La plaignante a demandé qu'on lui accorde une indemnisation conformément au montant maximal fixé par la loi ; conformément à l'article 5(a) de la Loi sur l'interdiction de la discrimination, à hauteur de 66 328 ILS et conformément à l'article 6(b) de la Loi sur la prévention du harcèlement sexuel, d'un montant de 120 582 ILS.
- L'article 5(b) de la Loi sur l'interdiction de la discrimination stipule : « Le tribunal peut accorder une indemnisation pour un délit en vertu de cette loi ne dépassant pas 50 000 ILS, sans preuve de dommage ; ce montant sera mis à jour le 16 de chaque mois, conformément au taux de variation du nouvel indice par rapport à l'indice de base...".
- L'article 6(b) de la Loi sur la prévention du harcèlement sexuel stipule que « le tribunal peut accorder une indemnisation ne dépassant pas 120 000 ILS pour harcèlement ou harcèlement sexuel, et pour harcèlement ou harcèlement sexuel commis dans un motif de racisme ou d'hostilité envers le public tel qu'énoncé à l'article 144F de la loi pénale - le double du montant susmentionné, sans preuve de dommage...".
- Dans ses résumés, le défendeur expliquait que « bien qu'il soit clair que la demande du défendeur 2 était déraisonnable, pas entièrement - puisqu'elle était appropriée, c'était aussi parce que nous faisions face à une situation exceptionnelle (pour le moins), qui était un besoin important et immédiat à résoudre afin de prévenir le risque d'infection et de préjudice à la vie humaine » (paragraphe 12 des résumés). Cependant, c'est le prévenu qui a créé cette situation inhabituelle. Si les employés du défendeur avaient pris la peine de clarifier avec le défendeur la signification de son objection, ils auraient découvert que l'affaire n'avait rien à voir avec les vêtements du demandeur, et ils auraient pu le convaincre que, tout comme il était prêt à voyager avec l'autre passager, la présence du demandeur n'augmenterait ni ne diminuerait, puisque ce sont tous des patients confirmés. Même si le défendeur ne souhaitait pas continuer à voyager avec le demandeur, aucune tentative n'a été faite pour lui faire comprendre clairement que son départ de l'ambulance vers la sphère publique constitue une violation des directives sur le coronavirus, selon lesquelles il doit être isolé avec tout ce que cela implique, et qu'il est exposé aux conséquences de la violation, y compris l'intervention de la police sur les lieux. Dans ses résumés, le défendeur a souligné à quel point ces jours étaient difficiles en ce qui concerne l'étendue de la maladie (tant pour les patients que pour les personnes décédées), mais ses employés ont adopté un calme mental flou face à la conduite qu'ils attribuaient au défendeur. Selon les employés du défendeur, le défendeur a émis un ultimatum : il ne voyagerait pas avec le demandeur, mais aucune tentative n'a été faite de leur part pour le remplacer sous aucun aspect, ni en termes d'explications ni en cas d'aide à la police israélienne si nécessaire, compte tenu de la violation des directives sur le coronavirus.

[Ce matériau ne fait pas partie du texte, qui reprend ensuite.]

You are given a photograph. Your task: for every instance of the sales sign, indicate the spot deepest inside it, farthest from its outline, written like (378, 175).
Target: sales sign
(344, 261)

Dans ce contexte, je ne peux accepter les arguments de la défenderesse dans ses résumés selon lesquels aucune des options qui s'offrait à elle (convoquer la police ou informer la défenderesse que la police serait convoquée comme outil pour changer sa décision, mettre la plaignante dans une ambulance et attendre sur place l'arrivée d'une autre ambulance) était pire que l'alternative de continuer à voyager sans la plaignante. Les employés du défendeur n'ont pas envisagé ces alternatives en temps réel, et il s'agit donc d'estimations rétroactives. Les employés du défendeur n'ont pas présenté au défendeur un fait accompli que le demandeur se joignait également au voyage, ils n'ont pas du tout parlé à son cœur, et ils ont découvert qu'il refusait, pour des raisons médicales sans importance, la possibilité d'une détérioration de son état médical due à l'exposition à un autre patient confirmé.